R.W. Baird downgraded Starwood Hotels (HOT) from Neutral to Underperform, saying it was downgrading estimates on hotels across the board. This comes via Barron's:
Starwood’s former strengths are now weaknesses. During the boom Starwood’s world-class real-estate holdings, higher-end brands and international growth allowed significant multiple expansion. Today, each of these former positives exposes the company to higher-than-average risks, for which we do not believe investors are compensated at present levels.
Starwood’s brands cater to high-end corporate and group travelers, the two weakest segments in the industry today. We believe the recovery in these segments will also lag, as corporate restrictions won’t ease until after positive signs have emerged.

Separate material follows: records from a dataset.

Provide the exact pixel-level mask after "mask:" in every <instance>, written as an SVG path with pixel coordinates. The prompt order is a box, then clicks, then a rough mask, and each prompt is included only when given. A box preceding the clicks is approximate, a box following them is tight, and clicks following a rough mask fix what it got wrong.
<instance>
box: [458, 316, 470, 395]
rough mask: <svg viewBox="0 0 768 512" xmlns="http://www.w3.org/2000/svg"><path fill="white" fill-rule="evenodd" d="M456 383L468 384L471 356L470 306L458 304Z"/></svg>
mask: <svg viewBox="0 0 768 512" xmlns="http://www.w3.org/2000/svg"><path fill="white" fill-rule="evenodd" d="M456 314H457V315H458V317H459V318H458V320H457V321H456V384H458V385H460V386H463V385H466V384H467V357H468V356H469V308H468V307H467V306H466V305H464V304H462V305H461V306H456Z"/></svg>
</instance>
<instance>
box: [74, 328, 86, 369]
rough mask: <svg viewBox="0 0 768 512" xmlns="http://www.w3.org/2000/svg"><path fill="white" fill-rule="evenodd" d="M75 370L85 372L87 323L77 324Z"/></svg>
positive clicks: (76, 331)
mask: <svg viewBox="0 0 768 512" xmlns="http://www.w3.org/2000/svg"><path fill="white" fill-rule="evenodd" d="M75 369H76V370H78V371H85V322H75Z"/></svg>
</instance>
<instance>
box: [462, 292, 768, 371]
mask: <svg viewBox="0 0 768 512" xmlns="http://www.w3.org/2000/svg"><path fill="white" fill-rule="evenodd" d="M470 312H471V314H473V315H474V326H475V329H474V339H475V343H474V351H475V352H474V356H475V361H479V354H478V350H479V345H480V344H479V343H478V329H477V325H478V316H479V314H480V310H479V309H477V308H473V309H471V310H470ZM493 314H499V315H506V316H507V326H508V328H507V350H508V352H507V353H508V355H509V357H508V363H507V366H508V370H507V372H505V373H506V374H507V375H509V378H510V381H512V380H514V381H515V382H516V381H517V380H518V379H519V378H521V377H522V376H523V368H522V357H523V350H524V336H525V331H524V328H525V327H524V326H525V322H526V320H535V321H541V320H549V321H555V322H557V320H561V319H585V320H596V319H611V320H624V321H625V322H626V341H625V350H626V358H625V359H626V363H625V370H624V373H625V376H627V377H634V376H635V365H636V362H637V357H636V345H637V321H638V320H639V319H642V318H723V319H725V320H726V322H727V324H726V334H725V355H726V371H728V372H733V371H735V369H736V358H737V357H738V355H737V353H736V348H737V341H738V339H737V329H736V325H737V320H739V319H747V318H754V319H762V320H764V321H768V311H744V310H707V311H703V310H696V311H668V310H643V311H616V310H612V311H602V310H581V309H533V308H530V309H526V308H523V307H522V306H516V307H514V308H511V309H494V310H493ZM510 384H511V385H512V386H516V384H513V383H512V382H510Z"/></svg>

You may recall that in the links last month I highlighted a bankrupt Starwood Hotel, the W Scottsdale, which exemplified the problem at the luxury end of the spectrum (See Phoenix Bears the Brunt of Hotel Market’s Steep Downturn from the Wall Street Journal). In May, I also indicated that the implosion in commercial real estate will see the hotel industry under stress (“Hotel industry getting crushed along with CRE”).
When you think about property, you should really be looking at its worth as the present value of future cash flow streams. This is true for residential, commercial, rental or travel property. One reason is that property is fungible, meaning what is a owner-occupied primary residence ca just as easily be a rental accommodation. It might even be a Bed & Breakfast. What is a hotel today can always become a condo, like New York City’s Plaza Hotel. An apartment building can become a condo conversion as well. It is this fungibility that creates an arbitrage opportunity when one property market gets out of whack with the others as the residential property market did.
Now that residential property is coming back to earth, it is increasingly apparent that other markets like commercial real estate (CRE) were also bid up to unsustainable levels. Hotels are another area of excess where there is going to be a lot of pain.
Clearly, this is the case now with RevPAR (revenue per available room) down 20% across the board at hotel chains. Higher end places are suffering even more. Hence, the downgrade to Starwood.